Now the distinctive Southwestern Law School campus, encompassing nearly two city blocks in the Wilshire Center district of Los Angeles, incorporates this historic building. It houses an impressive law library; modern classrooms and seminar rooms featuring multi-media technology; a student dining room that once served as the department store’s famous Tea Room; and function rooms that include the exquisitely appointed Louis the Sixteenth Room, the marble-walled former Perfume Hall, and the southwestern-inspired Salle Moderne.
An official project of "Save America’s Treasures," the law school’s restoration project has received 10 awards for excellence, including the Preservation Honor Award from the National Trust for Historic Preservation. According to Richard Moe, president of the Trust, "Southwestern stepped in and restored this magnificent building. Its faith and vision created a ripple effect...Now Southwestern students and the community can enjoy one of the finest Art Deco masterpieces in the nation."
Today, Southwestern is a hub where past and future converge, epitomized by the debut of the Julian C. Dixon Courtroom and Advocacy Center on the first floor of the Bullocks Wilshire building. This state-of-the-art educational facility melds a stylistic homage to the past with the digital legal technology of the future. In this high-tech academic laboratory, law students put cutting-edge litigation methods into dynamic practice. The center’s features include an advanced evidence presentation system, remote conferencing, plasma screen displays, automated court reporting, assistive and foreign language interpretation, and a network-connected jury deliberation room.

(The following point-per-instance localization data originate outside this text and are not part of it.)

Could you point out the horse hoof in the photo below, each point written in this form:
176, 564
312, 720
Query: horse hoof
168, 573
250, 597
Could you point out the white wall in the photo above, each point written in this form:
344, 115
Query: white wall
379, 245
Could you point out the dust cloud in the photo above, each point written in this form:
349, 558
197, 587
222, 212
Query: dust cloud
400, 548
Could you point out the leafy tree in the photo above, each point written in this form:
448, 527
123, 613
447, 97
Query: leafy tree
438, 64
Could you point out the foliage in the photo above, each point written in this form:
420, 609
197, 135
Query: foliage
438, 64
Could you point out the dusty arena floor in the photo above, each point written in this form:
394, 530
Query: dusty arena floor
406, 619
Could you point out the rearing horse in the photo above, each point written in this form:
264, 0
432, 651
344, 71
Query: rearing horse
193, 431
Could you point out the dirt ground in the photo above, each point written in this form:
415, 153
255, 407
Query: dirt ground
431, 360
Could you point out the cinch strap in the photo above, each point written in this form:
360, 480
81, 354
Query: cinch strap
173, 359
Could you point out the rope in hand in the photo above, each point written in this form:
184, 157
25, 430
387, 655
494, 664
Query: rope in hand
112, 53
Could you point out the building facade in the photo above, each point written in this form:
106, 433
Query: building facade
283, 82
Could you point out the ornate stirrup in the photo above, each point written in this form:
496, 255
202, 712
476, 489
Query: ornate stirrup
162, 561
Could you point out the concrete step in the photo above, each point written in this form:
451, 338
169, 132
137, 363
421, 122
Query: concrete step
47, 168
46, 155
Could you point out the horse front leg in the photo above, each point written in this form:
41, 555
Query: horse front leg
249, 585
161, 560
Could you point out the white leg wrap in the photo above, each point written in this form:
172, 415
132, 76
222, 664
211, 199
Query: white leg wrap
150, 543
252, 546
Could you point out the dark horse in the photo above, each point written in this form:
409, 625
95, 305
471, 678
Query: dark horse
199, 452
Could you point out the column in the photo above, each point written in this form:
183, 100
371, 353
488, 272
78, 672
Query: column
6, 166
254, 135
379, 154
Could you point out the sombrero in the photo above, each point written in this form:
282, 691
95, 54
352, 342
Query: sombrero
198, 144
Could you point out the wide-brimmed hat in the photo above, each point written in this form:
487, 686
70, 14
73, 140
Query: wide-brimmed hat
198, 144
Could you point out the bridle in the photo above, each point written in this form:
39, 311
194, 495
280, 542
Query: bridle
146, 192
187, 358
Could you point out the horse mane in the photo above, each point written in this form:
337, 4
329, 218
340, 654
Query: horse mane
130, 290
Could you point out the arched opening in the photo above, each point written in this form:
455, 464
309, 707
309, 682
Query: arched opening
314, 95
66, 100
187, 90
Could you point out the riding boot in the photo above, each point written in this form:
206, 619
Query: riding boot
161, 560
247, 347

Newly opened to law students this summer, the Dixon Center will be formally unveiled to the public at a gala celebration and dinner at Southwestern Law School on Friday, October 22, 2004. The evening celebrates not only the center’s completion, but the culmination of the entire Bullocks Wilshire restoration project and Southwestern campus as well. The formal evening includes a reception, building tours, and technology-focused demonstrations in the Dixon Center beginning at 6 p.m., followed by an elegant al fresco dinner and program. U.S. Supreme Court Justice Anthony M. Kennedy will be the special guest speaker, and history buff Huell Howser, producer and host of KCET-TV's California's Gold, will serve as master of ceremonies. Tickets for the event are $250. Reservations may be made through Southwestern's Development Office. Corporate sponsorships are available.